Use Exists instead of JOIN
If you are doing an Inner Join to a table just to eliminate a result set, and the table you are joining is not contributing any columns to the select list, then you are creating a Worktable in the background and using extra IO resources. Use exists instead.
Avoid Distinct
The DISTINCT clause is basically a big group by. Well, it is slightly more optimal, however you get the point. Do not use this unless you can’t avoid it. If you do find yourself using it, then it is very likely you have a bad table design somewhere.
Limit the Select list
Returning too many columns can have a drastic effect on your query. Not only will it increase you chances for bookmark lookups (or key lookups), but the network and disk latency add to the query.
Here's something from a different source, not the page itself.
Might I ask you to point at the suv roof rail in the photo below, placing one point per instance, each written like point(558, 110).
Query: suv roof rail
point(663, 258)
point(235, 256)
Not to mention you will be squeezing more data into your buffer cache.
Index temp tables
Temp tables are treated just like permanent tables according to SQL. They can have indexes & statistics. The only downfall is that they often cause recompiles for the statement when the result sets differ. To counter this use table variables if you have to.
Learn execution plans
Bad times in execution include:
- table & clustered index scans
- large number of output rows – dictated by thick arrows
- parallelism
- Hash-Joins
- Sorts
- Key Lookups (bookmark lookups)
- Table spool – eager spool
Avoid poor performing techniques
CTE’s – Common table expressions
Instead of using CTE’s use temp tables. (Yeah I said it). They perform badly. They do have a good use, and that is recursion.
Table Variables
Yeah I said this too. I know some developers will give me flack for this, however I have rarely seen a table variable perform well. Yes, if you have under 1000 rows, consider it. Otherwise, I suggest #temp tables.